In Turner’s mind, the Summer Exhibition undoubtedly still has a place in today’s world; "the art world has become so professionalised, art fairs are often curated now with super star curators, so the Summer Exhibition is an important opportunity for a show to be hung by a group of artists not based on a theme but on a visual response to the work, I think the Summer Exhibition is in rude health.”
“The visitor figures are also phenomenal. It is still hugely popular with the public, the art world and the art press can be ferociously snobby about it, but people still want to go, and people buy from it.”

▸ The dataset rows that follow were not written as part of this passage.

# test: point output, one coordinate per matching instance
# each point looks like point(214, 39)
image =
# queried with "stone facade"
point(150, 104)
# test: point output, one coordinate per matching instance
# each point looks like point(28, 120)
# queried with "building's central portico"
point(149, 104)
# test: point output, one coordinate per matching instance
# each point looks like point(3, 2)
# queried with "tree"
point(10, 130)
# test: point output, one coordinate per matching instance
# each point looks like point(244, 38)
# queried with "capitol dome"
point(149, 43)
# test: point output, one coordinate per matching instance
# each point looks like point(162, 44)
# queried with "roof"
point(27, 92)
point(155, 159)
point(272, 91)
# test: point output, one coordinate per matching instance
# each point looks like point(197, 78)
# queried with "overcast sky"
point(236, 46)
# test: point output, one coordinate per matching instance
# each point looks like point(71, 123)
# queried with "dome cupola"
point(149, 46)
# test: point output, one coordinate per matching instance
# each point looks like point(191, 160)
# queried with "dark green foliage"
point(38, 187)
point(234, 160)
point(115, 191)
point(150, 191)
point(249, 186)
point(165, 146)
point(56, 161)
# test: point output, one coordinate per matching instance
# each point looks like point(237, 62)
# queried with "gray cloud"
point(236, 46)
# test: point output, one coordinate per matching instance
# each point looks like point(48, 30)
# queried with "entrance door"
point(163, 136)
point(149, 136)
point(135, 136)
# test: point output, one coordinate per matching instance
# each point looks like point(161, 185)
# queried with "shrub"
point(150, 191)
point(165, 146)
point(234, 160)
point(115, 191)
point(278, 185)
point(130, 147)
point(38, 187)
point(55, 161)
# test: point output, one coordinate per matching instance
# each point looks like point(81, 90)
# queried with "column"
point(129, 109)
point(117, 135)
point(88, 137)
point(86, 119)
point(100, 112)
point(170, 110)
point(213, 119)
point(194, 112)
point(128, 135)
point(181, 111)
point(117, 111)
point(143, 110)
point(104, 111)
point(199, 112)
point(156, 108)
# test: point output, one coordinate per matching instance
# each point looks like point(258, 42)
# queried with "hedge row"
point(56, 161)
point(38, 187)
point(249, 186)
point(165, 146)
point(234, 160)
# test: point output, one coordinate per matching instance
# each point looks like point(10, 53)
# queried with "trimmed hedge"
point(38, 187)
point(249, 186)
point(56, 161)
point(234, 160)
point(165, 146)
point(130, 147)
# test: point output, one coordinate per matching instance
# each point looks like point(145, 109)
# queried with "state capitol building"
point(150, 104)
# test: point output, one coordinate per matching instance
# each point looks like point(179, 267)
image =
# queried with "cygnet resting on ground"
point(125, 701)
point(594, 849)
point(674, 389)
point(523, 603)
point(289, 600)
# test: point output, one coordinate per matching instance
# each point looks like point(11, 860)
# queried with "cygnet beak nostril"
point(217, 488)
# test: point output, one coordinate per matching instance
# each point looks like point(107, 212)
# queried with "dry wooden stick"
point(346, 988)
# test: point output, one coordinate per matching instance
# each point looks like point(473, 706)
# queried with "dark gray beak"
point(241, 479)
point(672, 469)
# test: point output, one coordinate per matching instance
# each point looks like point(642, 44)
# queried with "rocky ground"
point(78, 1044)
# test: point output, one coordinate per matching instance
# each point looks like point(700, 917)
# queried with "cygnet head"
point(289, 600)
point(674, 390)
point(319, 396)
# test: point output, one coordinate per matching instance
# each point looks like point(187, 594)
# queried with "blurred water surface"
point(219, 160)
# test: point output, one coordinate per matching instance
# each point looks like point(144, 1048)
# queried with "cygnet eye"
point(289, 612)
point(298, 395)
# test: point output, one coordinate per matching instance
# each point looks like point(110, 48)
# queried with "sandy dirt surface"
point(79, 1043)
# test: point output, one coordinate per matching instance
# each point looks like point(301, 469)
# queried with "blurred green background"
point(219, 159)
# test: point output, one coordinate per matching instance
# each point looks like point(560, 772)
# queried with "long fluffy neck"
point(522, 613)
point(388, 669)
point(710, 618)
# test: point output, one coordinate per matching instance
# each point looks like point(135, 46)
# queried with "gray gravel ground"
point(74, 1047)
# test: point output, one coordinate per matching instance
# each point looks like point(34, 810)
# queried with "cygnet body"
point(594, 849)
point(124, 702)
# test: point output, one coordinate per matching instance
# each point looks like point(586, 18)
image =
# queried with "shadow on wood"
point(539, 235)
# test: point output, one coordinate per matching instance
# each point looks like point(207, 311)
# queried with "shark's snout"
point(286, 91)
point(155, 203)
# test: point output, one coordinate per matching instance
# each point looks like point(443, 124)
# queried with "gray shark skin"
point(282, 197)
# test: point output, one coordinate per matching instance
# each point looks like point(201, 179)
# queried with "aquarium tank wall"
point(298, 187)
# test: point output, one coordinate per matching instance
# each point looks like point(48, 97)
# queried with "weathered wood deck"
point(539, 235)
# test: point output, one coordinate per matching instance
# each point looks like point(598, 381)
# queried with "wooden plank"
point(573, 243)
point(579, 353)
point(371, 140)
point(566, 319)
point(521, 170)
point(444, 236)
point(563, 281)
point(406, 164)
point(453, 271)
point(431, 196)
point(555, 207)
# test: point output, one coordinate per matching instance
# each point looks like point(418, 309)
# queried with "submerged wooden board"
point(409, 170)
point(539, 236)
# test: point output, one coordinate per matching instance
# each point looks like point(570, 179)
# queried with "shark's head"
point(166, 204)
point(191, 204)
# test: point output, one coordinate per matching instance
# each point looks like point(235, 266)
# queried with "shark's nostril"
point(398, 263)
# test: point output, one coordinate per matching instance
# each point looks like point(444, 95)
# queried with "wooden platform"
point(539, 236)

Whether or not the Summer Exhibition is still relevant today, the RA has undergone some major developments in the last year to bring the institution up to date. There will now be spaces for architectural displays and free displays of the Academy’s permanent collection, as well as more space for the RA schools and learning programme. For Turner it’s an extremely welcome development, “The academy has an amazing archive and library which is such a gem, and it’s great that the collection will be more prominent. Most people know the Academy for its exhibitions, but it has its own collection that’s largely made up by works given by artists. When you become an academician, you have to submit what’s called your diploma work. The collection tells a really interesting history across the lifespan of RA’s 250 years, so it will be great if those works will be on display.”

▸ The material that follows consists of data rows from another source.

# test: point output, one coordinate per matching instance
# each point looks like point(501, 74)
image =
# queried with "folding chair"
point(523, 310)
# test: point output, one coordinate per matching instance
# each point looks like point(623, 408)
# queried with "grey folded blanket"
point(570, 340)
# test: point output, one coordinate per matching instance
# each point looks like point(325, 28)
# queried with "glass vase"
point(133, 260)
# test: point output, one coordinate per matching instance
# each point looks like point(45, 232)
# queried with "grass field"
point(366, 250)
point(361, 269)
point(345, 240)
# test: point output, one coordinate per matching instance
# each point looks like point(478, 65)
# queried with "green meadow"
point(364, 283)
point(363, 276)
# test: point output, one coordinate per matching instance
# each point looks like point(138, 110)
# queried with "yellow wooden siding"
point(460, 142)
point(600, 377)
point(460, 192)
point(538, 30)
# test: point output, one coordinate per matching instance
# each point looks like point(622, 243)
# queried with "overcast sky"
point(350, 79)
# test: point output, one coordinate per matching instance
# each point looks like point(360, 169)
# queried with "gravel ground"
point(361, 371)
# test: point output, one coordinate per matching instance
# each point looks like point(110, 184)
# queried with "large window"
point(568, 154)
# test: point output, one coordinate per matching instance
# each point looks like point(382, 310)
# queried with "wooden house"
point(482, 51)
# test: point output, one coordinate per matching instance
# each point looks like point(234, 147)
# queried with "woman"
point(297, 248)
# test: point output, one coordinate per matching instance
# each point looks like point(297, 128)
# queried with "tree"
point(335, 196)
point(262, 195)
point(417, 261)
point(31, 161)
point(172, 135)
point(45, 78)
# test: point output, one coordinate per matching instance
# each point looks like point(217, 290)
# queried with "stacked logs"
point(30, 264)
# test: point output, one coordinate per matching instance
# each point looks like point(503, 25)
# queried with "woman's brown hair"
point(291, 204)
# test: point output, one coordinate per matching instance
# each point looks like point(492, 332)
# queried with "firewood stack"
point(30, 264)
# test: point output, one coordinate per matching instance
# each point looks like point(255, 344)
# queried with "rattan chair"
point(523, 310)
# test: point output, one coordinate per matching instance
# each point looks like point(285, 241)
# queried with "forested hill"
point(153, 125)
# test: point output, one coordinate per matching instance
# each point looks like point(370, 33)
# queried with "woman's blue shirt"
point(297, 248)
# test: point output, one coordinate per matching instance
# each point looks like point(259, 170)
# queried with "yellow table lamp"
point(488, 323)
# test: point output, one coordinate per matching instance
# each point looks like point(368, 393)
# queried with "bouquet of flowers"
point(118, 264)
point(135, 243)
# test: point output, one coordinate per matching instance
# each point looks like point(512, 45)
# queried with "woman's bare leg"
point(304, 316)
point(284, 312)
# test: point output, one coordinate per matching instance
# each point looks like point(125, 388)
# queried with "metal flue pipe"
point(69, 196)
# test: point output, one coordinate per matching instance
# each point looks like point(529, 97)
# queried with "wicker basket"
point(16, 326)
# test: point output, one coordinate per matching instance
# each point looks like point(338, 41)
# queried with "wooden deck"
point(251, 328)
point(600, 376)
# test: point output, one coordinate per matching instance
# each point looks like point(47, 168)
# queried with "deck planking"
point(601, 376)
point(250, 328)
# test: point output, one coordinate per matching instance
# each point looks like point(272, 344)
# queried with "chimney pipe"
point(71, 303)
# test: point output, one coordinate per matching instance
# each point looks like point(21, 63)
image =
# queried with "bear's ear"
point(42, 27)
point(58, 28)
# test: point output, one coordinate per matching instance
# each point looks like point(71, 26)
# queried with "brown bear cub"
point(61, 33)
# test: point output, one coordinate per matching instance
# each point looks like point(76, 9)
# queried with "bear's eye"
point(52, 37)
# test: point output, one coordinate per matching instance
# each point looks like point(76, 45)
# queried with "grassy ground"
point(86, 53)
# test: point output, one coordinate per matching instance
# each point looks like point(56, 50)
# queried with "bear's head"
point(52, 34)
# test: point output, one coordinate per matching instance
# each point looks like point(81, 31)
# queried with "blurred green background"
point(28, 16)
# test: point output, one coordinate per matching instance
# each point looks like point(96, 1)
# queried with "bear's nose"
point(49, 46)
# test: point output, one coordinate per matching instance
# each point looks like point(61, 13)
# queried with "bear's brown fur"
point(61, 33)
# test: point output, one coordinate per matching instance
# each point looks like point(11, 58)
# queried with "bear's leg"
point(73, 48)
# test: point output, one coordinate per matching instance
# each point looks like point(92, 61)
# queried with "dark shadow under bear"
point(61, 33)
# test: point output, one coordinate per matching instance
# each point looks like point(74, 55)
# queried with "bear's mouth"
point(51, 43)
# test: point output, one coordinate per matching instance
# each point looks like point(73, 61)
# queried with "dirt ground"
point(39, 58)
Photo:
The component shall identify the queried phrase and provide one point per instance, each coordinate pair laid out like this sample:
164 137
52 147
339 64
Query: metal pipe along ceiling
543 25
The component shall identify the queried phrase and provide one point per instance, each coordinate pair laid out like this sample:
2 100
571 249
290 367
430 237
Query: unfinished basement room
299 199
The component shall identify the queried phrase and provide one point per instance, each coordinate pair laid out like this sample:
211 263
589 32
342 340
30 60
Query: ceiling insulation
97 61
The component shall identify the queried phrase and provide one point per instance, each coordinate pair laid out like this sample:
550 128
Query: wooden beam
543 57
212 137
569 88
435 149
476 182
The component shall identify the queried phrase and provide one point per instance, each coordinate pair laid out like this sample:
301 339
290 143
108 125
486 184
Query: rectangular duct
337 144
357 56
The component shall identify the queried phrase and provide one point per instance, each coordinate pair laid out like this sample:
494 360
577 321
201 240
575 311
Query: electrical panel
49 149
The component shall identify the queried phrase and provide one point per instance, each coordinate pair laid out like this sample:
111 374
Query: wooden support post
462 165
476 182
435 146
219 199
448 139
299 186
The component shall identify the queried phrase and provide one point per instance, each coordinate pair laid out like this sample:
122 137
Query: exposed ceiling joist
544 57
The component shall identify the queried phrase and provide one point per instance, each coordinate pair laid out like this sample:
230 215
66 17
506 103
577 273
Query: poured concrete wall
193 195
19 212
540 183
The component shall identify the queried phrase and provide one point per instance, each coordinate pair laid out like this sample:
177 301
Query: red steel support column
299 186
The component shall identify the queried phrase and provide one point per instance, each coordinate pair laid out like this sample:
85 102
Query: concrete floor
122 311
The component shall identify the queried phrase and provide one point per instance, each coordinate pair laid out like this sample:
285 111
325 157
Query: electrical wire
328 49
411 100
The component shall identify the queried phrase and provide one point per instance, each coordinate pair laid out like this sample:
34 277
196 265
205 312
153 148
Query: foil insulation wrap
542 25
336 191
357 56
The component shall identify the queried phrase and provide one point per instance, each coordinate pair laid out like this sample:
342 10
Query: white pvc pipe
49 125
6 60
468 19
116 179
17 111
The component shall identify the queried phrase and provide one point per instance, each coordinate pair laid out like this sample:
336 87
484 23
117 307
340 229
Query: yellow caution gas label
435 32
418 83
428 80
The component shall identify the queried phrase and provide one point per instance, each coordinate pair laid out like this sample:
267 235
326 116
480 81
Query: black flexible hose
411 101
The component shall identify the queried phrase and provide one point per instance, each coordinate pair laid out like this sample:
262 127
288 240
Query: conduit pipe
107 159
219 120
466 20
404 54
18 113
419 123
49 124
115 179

The RA has a 999-year lease for which they pay £1 a year so the RA clearly has a long future ahead of it to complement its rich history. To help forge this new history it is important to Sarah Turner that we understand this history that underpins the art world today. It is this sense of history that she wants visitors to take away with them when they visit The Great Spectacle; “in this age of Frieze and numerous other art fairs, we think that these art fairs and exhibitions are something new and contemporary but this exhibition gives us a sense that mass exhibitions of contemporary works of art have been going on in Britain for years and before that in Paris, so there is a really important exhibition history which can tell us a lot about how we do art history now. In the past every artist has been contemporary.”

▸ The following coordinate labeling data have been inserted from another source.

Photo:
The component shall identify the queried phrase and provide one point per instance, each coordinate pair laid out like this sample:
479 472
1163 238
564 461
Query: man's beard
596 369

The Great Spectacle promises to be a fascinating tour into the history of the RA Summer Exhibition and the history of the art world itself, a history that continues to guide and shape our present day.
The Great Spectacle is on at the RA from 12th June – 19th August 2018. A book and an open access digital research project called The RA Chronicle, which has digitised the past 250 Summer Exhibitions catalogues, will accompany the exhibition.